I'm asking more out of curiosity at this point since I found a work-around, but it's still bothering me.
I have a list of dataframes (x) that all have the same column names. I'm trying to use pandas and re to make a list of the subset of column names that have the format
"D(number) S(number)"
so I wrote the following function:
def extract_sensor_columns(x):
sensor_name = list(x[0].columns)
for j in sensor_name:
if bool(re.match('D(\d+)S(\d+)', j))==False:
sensor_name.remove(j)
return sensor_name
The list that I'm generating has 103 items (98 wanted items, 5 items). This function removes three of the five columns that I want to get rid of, but keeps the columns labeled 'Pos' and 'RH.' I generated the sensor_name list outside of the function and tested the truth value of the
bool(re.match('D(\d+)S(\d+)', sensor_name[j]))

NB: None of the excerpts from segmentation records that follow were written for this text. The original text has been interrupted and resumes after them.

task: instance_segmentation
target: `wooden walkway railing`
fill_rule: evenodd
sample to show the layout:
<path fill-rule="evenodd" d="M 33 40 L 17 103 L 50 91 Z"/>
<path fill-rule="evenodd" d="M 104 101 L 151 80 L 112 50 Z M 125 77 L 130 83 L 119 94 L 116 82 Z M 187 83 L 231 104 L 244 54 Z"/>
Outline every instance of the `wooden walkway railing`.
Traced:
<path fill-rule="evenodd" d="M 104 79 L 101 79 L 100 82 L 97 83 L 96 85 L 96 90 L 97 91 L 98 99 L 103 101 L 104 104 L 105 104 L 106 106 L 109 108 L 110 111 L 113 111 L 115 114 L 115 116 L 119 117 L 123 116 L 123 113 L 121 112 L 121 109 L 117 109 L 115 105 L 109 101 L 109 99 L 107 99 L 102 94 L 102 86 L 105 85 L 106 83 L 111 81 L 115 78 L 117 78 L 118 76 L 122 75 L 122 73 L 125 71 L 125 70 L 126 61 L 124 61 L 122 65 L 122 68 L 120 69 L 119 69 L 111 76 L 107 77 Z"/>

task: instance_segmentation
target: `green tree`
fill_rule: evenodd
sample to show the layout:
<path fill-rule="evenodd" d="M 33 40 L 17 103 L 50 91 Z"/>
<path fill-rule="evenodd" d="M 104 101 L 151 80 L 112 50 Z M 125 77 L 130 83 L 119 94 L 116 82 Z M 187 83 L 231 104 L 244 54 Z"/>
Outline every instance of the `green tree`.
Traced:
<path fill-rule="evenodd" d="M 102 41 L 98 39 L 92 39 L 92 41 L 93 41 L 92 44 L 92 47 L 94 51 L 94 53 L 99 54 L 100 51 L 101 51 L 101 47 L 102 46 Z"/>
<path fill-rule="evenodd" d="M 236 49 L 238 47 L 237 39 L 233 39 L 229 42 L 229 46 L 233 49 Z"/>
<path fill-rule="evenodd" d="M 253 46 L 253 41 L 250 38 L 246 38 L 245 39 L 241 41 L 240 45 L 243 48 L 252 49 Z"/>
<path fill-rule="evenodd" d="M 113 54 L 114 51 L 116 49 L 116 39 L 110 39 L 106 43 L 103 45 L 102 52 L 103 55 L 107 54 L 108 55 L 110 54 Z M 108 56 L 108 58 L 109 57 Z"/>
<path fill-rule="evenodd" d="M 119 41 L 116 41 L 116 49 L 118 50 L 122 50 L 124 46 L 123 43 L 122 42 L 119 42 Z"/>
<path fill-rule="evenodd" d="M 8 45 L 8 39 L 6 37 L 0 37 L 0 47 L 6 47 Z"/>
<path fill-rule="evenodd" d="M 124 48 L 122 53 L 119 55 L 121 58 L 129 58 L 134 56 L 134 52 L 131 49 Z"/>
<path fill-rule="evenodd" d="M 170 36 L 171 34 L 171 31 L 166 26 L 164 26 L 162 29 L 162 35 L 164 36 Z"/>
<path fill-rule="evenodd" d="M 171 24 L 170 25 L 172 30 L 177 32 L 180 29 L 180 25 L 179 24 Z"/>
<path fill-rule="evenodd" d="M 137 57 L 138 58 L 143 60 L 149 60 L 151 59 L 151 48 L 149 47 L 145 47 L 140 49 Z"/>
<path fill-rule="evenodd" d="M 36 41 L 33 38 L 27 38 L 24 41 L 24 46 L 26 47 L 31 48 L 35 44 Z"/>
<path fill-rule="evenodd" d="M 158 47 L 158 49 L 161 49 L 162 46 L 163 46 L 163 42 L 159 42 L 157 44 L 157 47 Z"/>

for all five of the items that I wanted to get rid of and they all gave the False value. The other thing I tried is changing the conditional to ==True
, which even more strangely gave me 54 items (all of the unwanted column names and half of the wanted column names).
If I rewrite the function to add the column names that have a given format (rather than remove column names that don't follow the format), I get the list I want.
def extract_sensor_columns(x):
sensor_name = []
for j in list(x[0].columns):
if bool(re.match('D(\d+)S(\d+)', j))==True:
sensor_name.append(j)
return sensor_name
Why is the first block of code acting so strangely?